Hari Ini, KPK Kirim Surat Panggilan Pemeriksaan Menpora

Selasa, 22 Mei 2012 | 11:23 WIB

Terkait

JAKARTA, KOMPAS.com - Komisi Pemberantasan Korupsi mengirimkan surat panggilan pemeriksaan ke Menteri Pemuda dan Olahraga, Andi Mallarangeng, Selasa (22/5/2012). Andi dipanggil untuk diperiksa terkait penyelidikan pembangunan pusat pendidikan dan latihan olahraga Hambalang, Jawa Barat. Pemeriksaan terhadap Andi ini dijadwalkan KPK pada Kamis (24/5/2012) nanti.

"Dijadwalkan permintaan keterangan hari Kamis, suratnya rencananya hari ini dikirim," kata Juru Bicara KPK, Johan Budi SP, melalui pesan singkat, Selasa.

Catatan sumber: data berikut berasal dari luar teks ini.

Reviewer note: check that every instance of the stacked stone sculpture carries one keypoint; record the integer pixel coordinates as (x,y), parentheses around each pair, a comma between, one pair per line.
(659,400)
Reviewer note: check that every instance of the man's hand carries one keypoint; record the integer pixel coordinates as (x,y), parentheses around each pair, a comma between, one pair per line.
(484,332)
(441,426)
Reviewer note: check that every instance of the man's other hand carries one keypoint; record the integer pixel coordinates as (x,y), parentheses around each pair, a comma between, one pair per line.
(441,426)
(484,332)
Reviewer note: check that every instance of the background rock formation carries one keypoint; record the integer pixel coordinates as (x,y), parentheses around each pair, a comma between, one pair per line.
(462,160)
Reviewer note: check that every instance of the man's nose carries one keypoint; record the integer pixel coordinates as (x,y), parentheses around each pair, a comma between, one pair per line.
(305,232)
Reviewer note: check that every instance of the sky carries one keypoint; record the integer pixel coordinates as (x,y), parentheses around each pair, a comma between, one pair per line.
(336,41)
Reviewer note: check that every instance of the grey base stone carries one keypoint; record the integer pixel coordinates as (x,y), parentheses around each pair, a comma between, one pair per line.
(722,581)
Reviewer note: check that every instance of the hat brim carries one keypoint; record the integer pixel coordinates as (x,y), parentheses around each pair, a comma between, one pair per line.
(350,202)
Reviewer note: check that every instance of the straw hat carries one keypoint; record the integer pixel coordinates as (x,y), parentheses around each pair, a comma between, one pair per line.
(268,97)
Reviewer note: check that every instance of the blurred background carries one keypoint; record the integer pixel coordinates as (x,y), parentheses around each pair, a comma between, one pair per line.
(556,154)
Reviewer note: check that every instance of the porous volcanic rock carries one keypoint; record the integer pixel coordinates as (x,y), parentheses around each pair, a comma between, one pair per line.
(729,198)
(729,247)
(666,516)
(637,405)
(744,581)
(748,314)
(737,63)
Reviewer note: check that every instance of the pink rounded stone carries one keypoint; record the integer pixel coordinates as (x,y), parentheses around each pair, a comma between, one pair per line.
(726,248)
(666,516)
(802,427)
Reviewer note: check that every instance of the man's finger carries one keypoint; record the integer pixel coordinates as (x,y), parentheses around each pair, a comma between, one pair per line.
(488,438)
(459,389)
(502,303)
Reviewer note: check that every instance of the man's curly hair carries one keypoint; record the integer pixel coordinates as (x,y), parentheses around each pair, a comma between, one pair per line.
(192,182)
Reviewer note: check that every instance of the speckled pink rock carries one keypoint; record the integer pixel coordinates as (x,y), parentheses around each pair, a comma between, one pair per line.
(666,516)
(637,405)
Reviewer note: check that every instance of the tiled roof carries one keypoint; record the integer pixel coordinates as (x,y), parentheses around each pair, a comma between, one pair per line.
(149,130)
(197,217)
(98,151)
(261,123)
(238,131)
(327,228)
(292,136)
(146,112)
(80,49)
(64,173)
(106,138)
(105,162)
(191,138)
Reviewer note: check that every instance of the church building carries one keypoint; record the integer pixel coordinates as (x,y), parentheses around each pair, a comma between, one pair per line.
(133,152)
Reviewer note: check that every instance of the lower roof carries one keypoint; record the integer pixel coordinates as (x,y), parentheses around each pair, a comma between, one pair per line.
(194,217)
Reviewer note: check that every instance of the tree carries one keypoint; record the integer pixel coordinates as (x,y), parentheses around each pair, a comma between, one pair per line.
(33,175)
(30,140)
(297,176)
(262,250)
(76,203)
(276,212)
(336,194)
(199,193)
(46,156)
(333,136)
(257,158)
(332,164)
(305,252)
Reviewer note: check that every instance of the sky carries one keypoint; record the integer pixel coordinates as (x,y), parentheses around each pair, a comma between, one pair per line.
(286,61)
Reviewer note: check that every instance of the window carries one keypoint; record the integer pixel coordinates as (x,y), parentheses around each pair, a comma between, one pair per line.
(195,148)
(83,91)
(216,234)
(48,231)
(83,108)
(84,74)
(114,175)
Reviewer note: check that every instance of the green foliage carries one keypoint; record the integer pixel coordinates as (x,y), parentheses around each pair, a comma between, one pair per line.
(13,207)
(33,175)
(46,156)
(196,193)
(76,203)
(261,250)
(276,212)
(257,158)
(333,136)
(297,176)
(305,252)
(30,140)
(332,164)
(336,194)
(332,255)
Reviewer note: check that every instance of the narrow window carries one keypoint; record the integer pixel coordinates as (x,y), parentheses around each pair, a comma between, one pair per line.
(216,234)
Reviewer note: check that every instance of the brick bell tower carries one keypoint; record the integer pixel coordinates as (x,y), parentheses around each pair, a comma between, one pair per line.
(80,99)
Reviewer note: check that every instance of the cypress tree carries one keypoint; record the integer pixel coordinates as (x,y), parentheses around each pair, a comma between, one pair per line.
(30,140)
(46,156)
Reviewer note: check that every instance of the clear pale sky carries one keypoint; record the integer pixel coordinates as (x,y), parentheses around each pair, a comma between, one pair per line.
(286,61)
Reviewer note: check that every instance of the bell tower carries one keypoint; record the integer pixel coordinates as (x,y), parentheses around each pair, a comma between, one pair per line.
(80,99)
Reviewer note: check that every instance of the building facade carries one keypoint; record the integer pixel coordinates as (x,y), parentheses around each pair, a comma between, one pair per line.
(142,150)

Kemarin, Johan mengatakan bahwa Andi akan dimintai keterangan terkait proses pengadaan proyek Hambalang yang nilainya Rp 1,52 triliun itu. Selaku Menpora yang kemeteriannya menggarap proyek tersebut, Andi dianggap tahu seputar proses pengadaannya yang juga melibatkan Komisi X DPR.

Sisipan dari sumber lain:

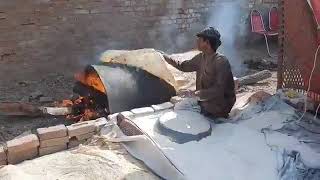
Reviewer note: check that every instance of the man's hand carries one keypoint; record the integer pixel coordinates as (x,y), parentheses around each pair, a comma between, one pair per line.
(165,55)
(197,95)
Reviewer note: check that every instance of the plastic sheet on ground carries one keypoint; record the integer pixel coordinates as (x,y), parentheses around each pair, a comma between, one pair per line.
(252,147)
(84,163)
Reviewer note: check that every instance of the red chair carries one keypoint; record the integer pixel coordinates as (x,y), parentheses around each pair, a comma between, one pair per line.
(274,20)
(257,26)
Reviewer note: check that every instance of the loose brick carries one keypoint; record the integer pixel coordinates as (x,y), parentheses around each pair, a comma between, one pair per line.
(3,162)
(52,149)
(142,111)
(85,136)
(127,114)
(52,132)
(113,117)
(23,143)
(176,99)
(80,128)
(163,106)
(3,155)
(54,142)
(26,154)
(74,143)
(99,123)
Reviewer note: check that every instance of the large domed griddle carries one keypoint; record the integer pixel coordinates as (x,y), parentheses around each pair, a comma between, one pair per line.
(129,87)
(184,126)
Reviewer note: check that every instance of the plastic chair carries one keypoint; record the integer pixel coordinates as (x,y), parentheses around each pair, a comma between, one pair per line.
(257,26)
(274,20)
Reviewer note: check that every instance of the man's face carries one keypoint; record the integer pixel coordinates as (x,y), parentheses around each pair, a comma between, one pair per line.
(201,44)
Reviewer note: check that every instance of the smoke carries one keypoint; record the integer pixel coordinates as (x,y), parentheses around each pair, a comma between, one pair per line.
(228,19)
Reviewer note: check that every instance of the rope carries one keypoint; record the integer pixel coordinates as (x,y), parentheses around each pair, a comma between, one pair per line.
(309,85)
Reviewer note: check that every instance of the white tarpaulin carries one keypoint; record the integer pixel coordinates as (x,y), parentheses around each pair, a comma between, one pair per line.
(149,60)
(248,149)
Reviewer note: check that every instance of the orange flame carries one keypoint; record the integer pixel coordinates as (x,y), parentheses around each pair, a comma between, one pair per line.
(91,79)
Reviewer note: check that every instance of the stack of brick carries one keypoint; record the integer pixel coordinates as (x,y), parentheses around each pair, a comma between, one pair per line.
(52,139)
(3,156)
(80,133)
(23,148)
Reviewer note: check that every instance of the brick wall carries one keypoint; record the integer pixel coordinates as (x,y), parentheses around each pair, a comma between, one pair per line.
(49,36)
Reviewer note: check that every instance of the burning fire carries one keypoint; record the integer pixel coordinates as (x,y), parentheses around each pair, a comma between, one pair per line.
(91,79)
(85,107)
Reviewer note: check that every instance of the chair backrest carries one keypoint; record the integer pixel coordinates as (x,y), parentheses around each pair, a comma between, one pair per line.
(274,19)
(257,24)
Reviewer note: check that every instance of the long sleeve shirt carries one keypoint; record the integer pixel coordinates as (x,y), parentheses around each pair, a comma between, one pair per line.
(214,82)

Selain Andi, KPK juga berencana memeriksa Ketua Umum DPP Partai Demokrat, Anas Urbaningrum dalam kasus ini. Mengenai kapan Anas akan diperiksa, Johan belum dapat memastikan hal tersebut.

Penyelidikan kasus pembangunan pusat olahraga Hambalang ini berawal dari temuan KPK saat melakukan penggeledahan di kantor Permai Grup (perusahaan Nazaruddin), beberapa waktu lalu terkait penyidikan kasus dugaan suap wisma atlet SEA Games. Nazaruddin yang divonis empat tahun 10 bulan penjara dalam kasus suap itu, menyebut Anas sebagai pihak yang mengatur proyek Hambalang. Nazaruddin juga mengatakan, ada aliran dana Hambalang ke Anas.

Dalam Kongres Partai Demokrat di Bandung tahun lalu, kata Nazaruddin, Anas membagi-bagikan hampir 7 juta dollar AS kepada sejumlah dewan pimpinan cabang. Uang 7 juta dollar AS tersebut, katanya, berasal dari pihak Adhikarya, pelaksana proyek Hambalang.

Selain menuding Anas, Nazaruddin juga menyebut Andi dapat uang Rp 10 miliar dari proyek Hambalang. Uang tersebut, katanya, diberikan oleh Mahfud Suroso, pengusaha yang disebut sebagai orang dekat Anas Urbaningrum.

"Dari Rp 100 miliar ke Yulianis, Rp 50 miliar ke Andi katanya. Mahfud waktu itu Rp 10 miliar," kata Nazaruddin seusai diperiksa KPK, (13/4/2012).

Andi Dilapori Nazaruddin soal Sertifikat Hambalang

Dalam persidangan kasus suap wisma atlet SEA Games yang berlangsung di Pengadilan Tindak Pidana Korupsi Jakarta, beberapa waktu lalu, Ketua Komisi X DPR, Mahyuddin mengatakan kalau Nazaruddin pernah melapor ke Andi soal sertifikat lahan Hambalang yang selesai diurus.

Hal itu disampaikan Nazaruddin ke Andi dalam pertemuan yang berlangsung di kantor Andi, Januari 2010 lalu. Pertemuan itu juga diikuti Mahyuddin dan Angelina Sondakh. Menurut Mahyuddin, Andi merespon laporan Nazaruddin tersebut dengan mengucapkan "terima kasih".